State law requires one or both of the parties to have lived in California for at least six months prior to filing for divorce and in their county for three months prior to filing. There is no requirement for one party to have the other party sign the divorce petition unless they respond to it.
What is an uncontested divorce?
An uncontested divorce occurs when the spouses or domestic partners agree on issues like property division and money. This may involve mediation or another dispute resolution process.
Some parties choose this process because it can save time and is less expensive than other options. The parties may also find that by participating in a divorce process outside of court, it limits the emotional toll of the proceedings.
What is a contested divorce?
Sometimes when the parties cannot agree on a divorce settlement, they can only resolve their issues through litigation in a contested divorce.
A contested divorce occurs when a spouse or domestic partner files a petition for divorce and the other party disagrees with what they are asking for.
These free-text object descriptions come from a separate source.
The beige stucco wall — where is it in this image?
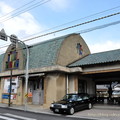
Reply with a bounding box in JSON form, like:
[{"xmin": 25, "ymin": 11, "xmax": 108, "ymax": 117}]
[
  {"xmin": 68, "ymin": 75, "xmax": 78, "ymax": 93},
  {"xmin": 43, "ymin": 73, "xmax": 66, "ymax": 108},
  {"xmin": 82, "ymin": 64, "xmax": 120, "ymax": 74},
  {"xmin": 56, "ymin": 34, "xmax": 90, "ymax": 66},
  {"xmin": 16, "ymin": 77, "xmax": 23, "ymax": 105}
]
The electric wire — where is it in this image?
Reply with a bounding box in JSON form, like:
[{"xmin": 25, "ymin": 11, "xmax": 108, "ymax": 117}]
[
  {"xmin": 23, "ymin": 11, "xmax": 120, "ymax": 42},
  {"xmin": 1, "ymin": 18, "xmax": 120, "ymax": 54},
  {"xmin": 1, "ymin": 18, "xmax": 120, "ymax": 56},
  {"xmin": 0, "ymin": 1, "xmax": 119, "ymax": 38},
  {"xmin": 78, "ymin": 20, "xmax": 120, "ymax": 34},
  {"xmin": 0, "ymin": 0, "xmax": 51, "ymax": 23},
  {"xmin": 0, "ymin": 0, "xmax": 37, "ymax": 19},
  {"xmin": 21, "ymin": 5, "xmax": 120, "ymax": 39},
  {"xmin": 0, "ymin": 11, "xmax": 120, "ymax": 50},
  {"xmin": 0, "ymin": 1, "xmax": 119, "ymax": 26}
]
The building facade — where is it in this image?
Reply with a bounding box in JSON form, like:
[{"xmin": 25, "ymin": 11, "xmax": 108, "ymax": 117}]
[{"xmin": 0, "ymin": 33, "xmax": 120, "ymax": 108}]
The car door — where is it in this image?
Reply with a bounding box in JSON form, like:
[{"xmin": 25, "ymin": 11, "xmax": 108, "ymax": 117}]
[
  {"xmin": 75, "ymin": 96, "xmax": 85, "ymax": 111},
  {"xmin": 82, "ymin": 95, "xmax": 89, "ymax": 108}
]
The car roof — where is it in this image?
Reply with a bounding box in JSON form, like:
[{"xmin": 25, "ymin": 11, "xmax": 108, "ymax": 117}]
[{"xmin": 67, "ymin": 93, "xmax": 89, "ymax": 95}]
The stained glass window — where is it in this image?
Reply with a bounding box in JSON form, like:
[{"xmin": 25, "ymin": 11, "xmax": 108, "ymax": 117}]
[{"xmin": 6, "ymin": 51, "xmax": 19, "ymax": 69}]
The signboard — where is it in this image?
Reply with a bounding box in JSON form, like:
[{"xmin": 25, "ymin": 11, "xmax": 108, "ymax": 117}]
[
  {"xmin": 2, "ymin": 77, "xmax": 18, "ymax": 99},
  {"xmin": 3, "ymin": 77, "xmax": 18, "ymax": 93},
  {"xmin": 2, "ymin": 94, "xmax": 16, "ymax": 99}
]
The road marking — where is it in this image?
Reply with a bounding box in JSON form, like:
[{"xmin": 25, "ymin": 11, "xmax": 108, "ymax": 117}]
[
  {"xmin": 3, "ymin": 113, "xmax": 37, "ymax": 120},
  {"xmin": 0, "ymin": 115, "xmax": 17, "ymax": 120}
]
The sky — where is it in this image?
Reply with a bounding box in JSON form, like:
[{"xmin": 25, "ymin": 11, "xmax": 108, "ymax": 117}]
[{"xmin": 0, "ymin": 0, "xmax": 120, "ymax": 54}]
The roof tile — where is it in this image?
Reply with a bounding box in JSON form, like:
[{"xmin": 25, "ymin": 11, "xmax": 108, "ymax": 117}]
[{"xmin": 69, "ymin": 49, "xmax": 120, "ymax": 67}]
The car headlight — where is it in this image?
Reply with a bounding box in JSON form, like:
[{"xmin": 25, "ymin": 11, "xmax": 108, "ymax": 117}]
[
  {"xmin": 50, "ymin": 104, "xmax": 54, "ymax": 107},
  {"xmin": 61, "ymin": 105, "xmax": 67, "ymax": 108}
]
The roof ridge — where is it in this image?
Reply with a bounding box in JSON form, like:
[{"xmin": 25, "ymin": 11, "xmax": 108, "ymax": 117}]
[{"xmin": 29, "ymin": 33, "xmax": 79, "ymax": 47}]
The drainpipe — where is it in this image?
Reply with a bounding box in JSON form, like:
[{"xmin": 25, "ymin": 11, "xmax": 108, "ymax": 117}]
[{"xmin": 66, "ymin": 75, "xmax": 69, "ymax": 94}]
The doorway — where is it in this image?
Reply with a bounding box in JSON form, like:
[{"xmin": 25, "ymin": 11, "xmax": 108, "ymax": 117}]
[
  {"xmin": 28, "ymin": 77, "xmax": 44, "ymax": 105},
  {"xmin": 78, "ymin": 80, "xmax": 87, "ymax": 93}
]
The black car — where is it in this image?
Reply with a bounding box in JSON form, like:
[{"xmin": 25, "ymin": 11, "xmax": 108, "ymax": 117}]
[{"xmin": 50, "ymin": 93, "xmax": 93, "ymax": 115}]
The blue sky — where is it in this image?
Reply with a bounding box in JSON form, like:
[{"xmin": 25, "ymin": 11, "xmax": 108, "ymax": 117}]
[{"xmin": 0, "ymin": 0, "xmax": 120, "ymax": 54}]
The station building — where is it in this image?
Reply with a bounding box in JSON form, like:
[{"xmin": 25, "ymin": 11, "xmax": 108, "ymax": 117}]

This can be because they agree with some requests, but disagree with others or because they disagree with the entire request.
The court will set a trial date and the parties may be required to participate in a settlement conference before the trial. During the trial, the court may make a decision about the distribution of marital assets and debts, among other issues.
A contested divorce can be difficult for all of the parties involved. An experienced attorney can offer advice to spouses and domestic partners about how to protect their rights and the interests of their children, how to file divorce paperwork and provide representation in court.